The reality self defines. For example, a financial services trader reviews lots of unconnected bits of data before the buy/sell button is hit. His reality is how he joins the data to make the decision. Semantic rules, which add meaning/context/cognition to the data links, allow machines to replicate the decision.
This basic bit of self defining reality applies only to that individual trader but I've often wondered what would happen if you joined lots of little bits of reality from lots of different domains together. Some sort of consciousness perhaps?
I remain sceptical about Internet consciousness. Junk data produces junk semantics/cognition so who is going to pay for the clean up? And whilst I doubt the ability of any algorithm to take account of local variations, even if one did succeed, junk data would very probably degrade its efficiency.
The emergence of consciousness'' follows determinate laws and should be configurable by a sufficiently complex machine system'
I find this bit difficult. Most CFO's crunch quarterly numbers manually in a spreadsheet as the results coming out of their latest IT are unreliable. Machines are good at logic but it is astounding they cannot be configured to keep up with the comparatively simple reality of a CFO's book keeping. I agree with Ray Lane: IT is now so complex and chaotic, fixes take weeks if not months, can be sidelined if they're difficult, and are rarely tested for effects on the rest of the system.

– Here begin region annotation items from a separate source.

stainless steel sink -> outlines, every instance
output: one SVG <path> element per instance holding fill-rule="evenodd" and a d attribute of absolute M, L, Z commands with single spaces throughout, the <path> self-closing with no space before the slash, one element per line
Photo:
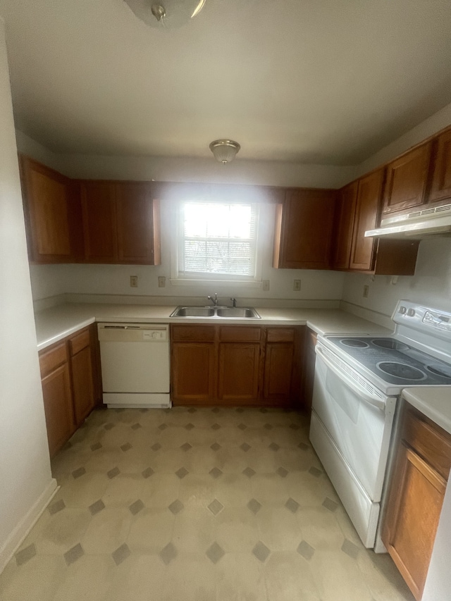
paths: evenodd
<path fill-rule="evenodd" d="M 178 306 L 169 317 L 209 317 L 221 319 L 261 319 L 254 309 L 241 306 Z"/>
<path fill-rule="evenodd" d="M 169 317 L 214 317 L 214 307 L 178 306 Z"/>

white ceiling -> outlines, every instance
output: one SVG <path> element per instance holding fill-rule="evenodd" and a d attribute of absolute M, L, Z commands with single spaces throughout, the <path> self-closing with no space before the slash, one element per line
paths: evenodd
<path fill-rule="evenodd" d="M 50 149 L 354 164 L 451 102 L 450 0 L 0 0 L 16 126 Z"/>

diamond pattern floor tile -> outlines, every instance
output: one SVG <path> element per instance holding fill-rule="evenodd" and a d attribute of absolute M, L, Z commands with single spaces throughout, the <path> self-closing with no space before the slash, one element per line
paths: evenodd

Consciousness is probably several orders of magnitude even more complex and faster changing. We really need another approach to how we configure IT. Separating data from the logic/software is a start in the right direction perhaps.
'By dynamic emergence of consciousness I take it you mean moving pattern generation that approximates the 3 D world?'
I hadn't thought of it in those terms. Maybe they do fit. The brain ' in this case the data layer - the machine and the environment each change constantly at multiple levels. Assuming we have a brain baseline from which to measure, we can monitor such change and the effects of upward and downward causation as the three interact. My idea is that upward causation happens when machine actions affect cognitive operations in the data layer and downward causation happens at multiple levels when cognitive decisions driven by external change impact machine activity at multiple levels. How that data is delivered to the brain from the machine and collected back could be expressed in patterns I suppose. More your bag than mine I think!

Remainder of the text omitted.